Khan and his family immigrated to Canada’s east coast from Pakistan, answering a call for families and well-educated foreigners interested in settling in less populated parts of the country under then-prime minister Pierre Trudeau.

For the Khans in 1978, that meant finding their way in a province that was predominantly Christian, anglophone, and more than 90 per cent white.

“I was an oddball,” Khan, the imam and director of the Centre for Islamic Development, says with a laugh.

“I had very good friends and they were mostly all Christians. We had a very small pocket of Muslim communities and an even a smaller pocket of Arab communities.”

Demographic Shift

Provincial Immigration Minister Lena Diab (far left) says Nova Scotia welcomes the influx of diversity. (Robert Short/CBC)

Provincial Immigration Minister Lena Diab (far left) says Nova Scotia welcomes the influx of diversity. (Robert Short/CBC)

Co-founding the mosque about 17 years ago, Khan has watched that change over the last few decades.

The most recent census in 2011 listed Arabic as the third most commonly spoken language or mother tongue in Nova Scotia — at roughly 6,700 people — and second in Halifax, ahead of Mi’kmaq and Chinese.

Many of the Arabic speakers are part of the province’s Lebanese population, much of which is Christian, but a rising number are from other countries like Egypt, Iraq, Saudi Arabia, Jordan and Kuwait.

Moreover, the arrivals of about 1,500 Syrian refugees in the province this year has boosted the number of Muslims and Arabic-speaking people.

As a result of the shift, the sight of a woman donning hijab in the street is no longer stange for Nova Scotians, who are learning to see immigrants as a solution to the aging province’s demographic crisis.

Moreover, there are at least five mosques in the province now, up from only one when the Khans arrived.

Despite of the overwhelming acceptance of immigrants, some Arab and Muslim communities say the atmosphere has been marred by a lack of understanding and outright racism.

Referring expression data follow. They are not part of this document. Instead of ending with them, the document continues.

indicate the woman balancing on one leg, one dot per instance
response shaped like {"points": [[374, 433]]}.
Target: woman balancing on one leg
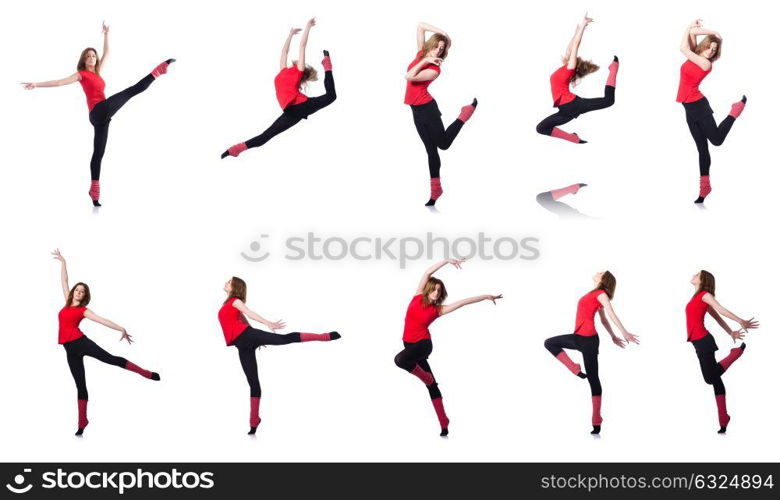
{"points": [[425, 68], [571, 106], [296, 106], [698, 112], [101, 110], [425, 307], [585, 338], [77, 345], [702, 302], [232, 317]]}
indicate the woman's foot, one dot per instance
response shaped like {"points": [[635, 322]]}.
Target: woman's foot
{"points": [[326, 63], [723, 427], [704, 188], [738, 107], [436, 191], [467, 111], [94, 193]]}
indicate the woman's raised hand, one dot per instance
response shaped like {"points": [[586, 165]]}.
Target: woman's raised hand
{"points": [[586, 20], [494, 298], [456, 262], [630, 337], [126, 336]]}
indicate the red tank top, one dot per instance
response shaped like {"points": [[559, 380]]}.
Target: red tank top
{"points": [[232, 321], [694, 317], [288, 87], [70, 317], [418, 318], [586, 311], [691, 76], [93, 86], [559, 84], [417, 92]]}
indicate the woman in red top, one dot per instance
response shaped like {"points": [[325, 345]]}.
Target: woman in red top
{"points": [[233, 320], [422, 71], [427, 305], [585, 338], [698, 112], [295, 105], [703, 302], [101, 110], [77, 345], [571, 106]]}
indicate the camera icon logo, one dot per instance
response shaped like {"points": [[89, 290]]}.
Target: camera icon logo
{"points": [[18, 483]]}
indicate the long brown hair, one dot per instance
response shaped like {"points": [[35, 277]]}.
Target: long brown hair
{"points": [[583, 69], [238, 289], [433, 42], [82, 65], [706, 283], [608, 284], [429, 287], [87, 295], [705, 44]]}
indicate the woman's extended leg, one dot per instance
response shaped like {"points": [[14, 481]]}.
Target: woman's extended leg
{"points": [[414, 359], [93, 350], [248, 360], [76, 364], [712, 371], [281, 124], [591, 361], [556, 346]]}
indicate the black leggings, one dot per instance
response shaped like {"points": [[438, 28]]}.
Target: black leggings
{"points": [[249, 340], [293, 114], [427, 120], [588, 346], [416, 353], [571, 110], [100, 118], [710, 369], [703, 128], [76, 350]]}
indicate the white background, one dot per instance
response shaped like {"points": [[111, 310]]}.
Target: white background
{"points": [[175, 219]]}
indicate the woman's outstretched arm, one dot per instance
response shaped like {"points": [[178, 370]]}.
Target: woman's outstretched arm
{"points": [[107, 322], [574, 44], [604, 300], [75, 77], [106, 48], [304, 41], [286, 48], [745, 324], [429, 272], [471, 300], [239, 304], [63, 273]]}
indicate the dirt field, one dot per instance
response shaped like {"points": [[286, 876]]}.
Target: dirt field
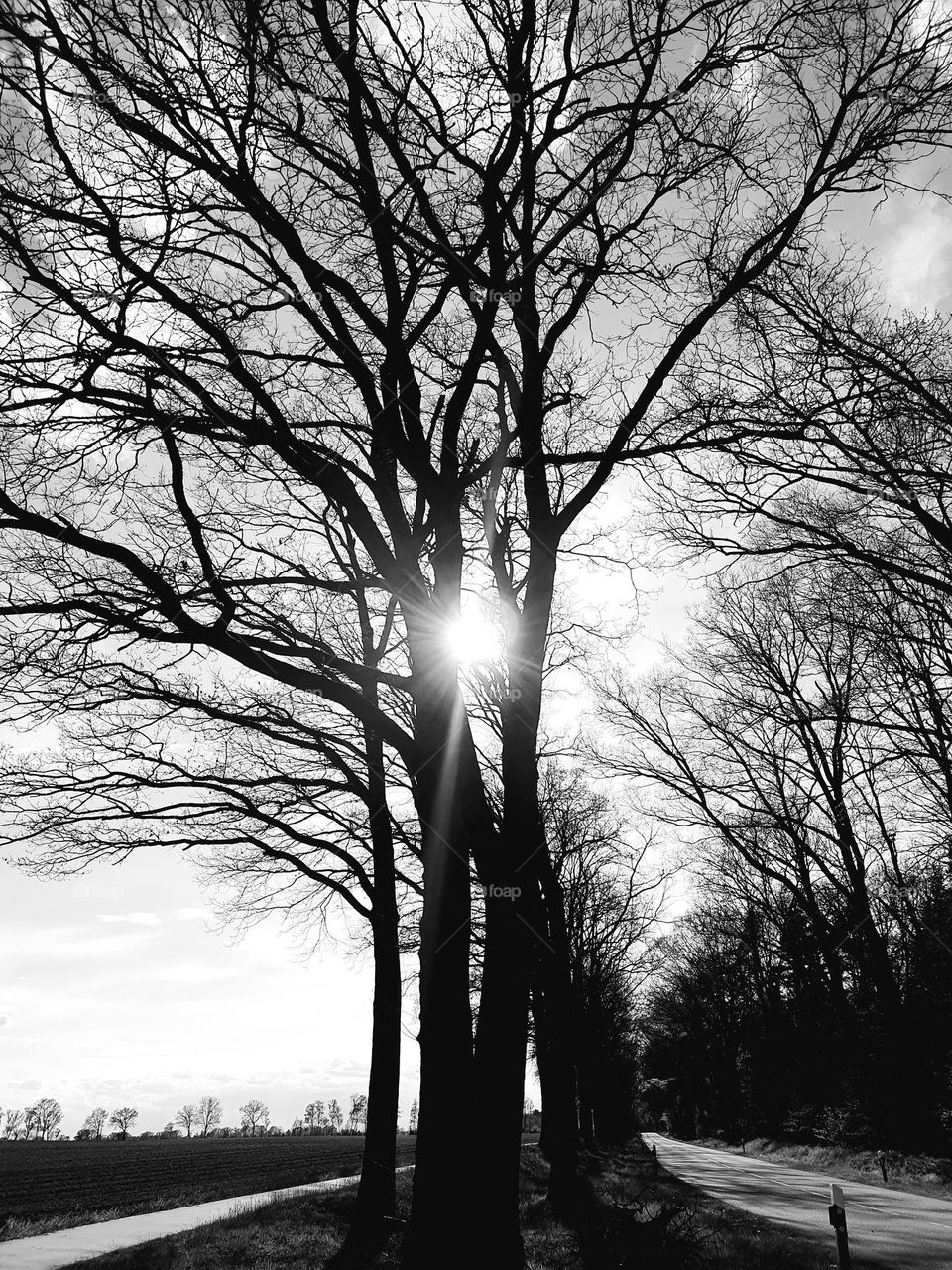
{"points": [[56, 1184]]}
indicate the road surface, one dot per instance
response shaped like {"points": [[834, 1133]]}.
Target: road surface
{"points": [[66, 1247], [888, 1228]]}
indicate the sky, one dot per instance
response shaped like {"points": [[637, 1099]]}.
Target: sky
{"points": [[117, 987]]}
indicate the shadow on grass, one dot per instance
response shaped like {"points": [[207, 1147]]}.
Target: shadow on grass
{"points": [[643, 1223], [633, 1223]]}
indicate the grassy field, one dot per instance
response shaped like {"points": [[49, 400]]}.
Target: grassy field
{"points": [[634, 1223], [53, 1185], [919, 1175]]}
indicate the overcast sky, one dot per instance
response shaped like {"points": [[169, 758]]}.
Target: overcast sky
{"points": [[116, 988]]}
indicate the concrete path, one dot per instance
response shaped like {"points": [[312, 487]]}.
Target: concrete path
{"points": [[888, 1228], [66, 1247]]}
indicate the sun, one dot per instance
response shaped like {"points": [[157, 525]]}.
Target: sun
{"points": [[474, 640]]}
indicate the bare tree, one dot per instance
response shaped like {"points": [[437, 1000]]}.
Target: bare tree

Mohamad El Attar, a Palestinian who grew up in Halifax, says he has experienced subtle and overt displays of “ignorance” that he chalks up to a lack of exposure to his Muslim faith. Both he and his sister have faced abuse from strangers, who have called her a terrorist and told both to “go back to where you came from.”

El Attar tries to laugh it off, usually responding with a smile and a question, “I’m from here, so do you want me to go back to Halifax or Dartmouth?”

“Some people think, ‘Oh this is the guy I saw on the news,’ and it is misreported that we’re violent crazy terrorists who have come to take over and I’m just like, ‘Man, I’m just looking for a job. I’m just paying off tuition fees and just here working and trying to pay rent,”‘ says the 22-year-old accountant.

“Not everyone has encountered an Arab or Muslim, especially in Nova Scotia, and some people may not have ever had a friend who wasn’t white.”

Yet, Nova Scotians’ overwhelming response to the plight of Syrian refugee families, donating thousands of bags of clothes, furniture and other items when the call was put out to help arriving Syrians late last year, highlights a more typical attitude to the province’s growing diversity.

“Diversity brings strength and we welcome that,” Immigration Minister Lena Diab said.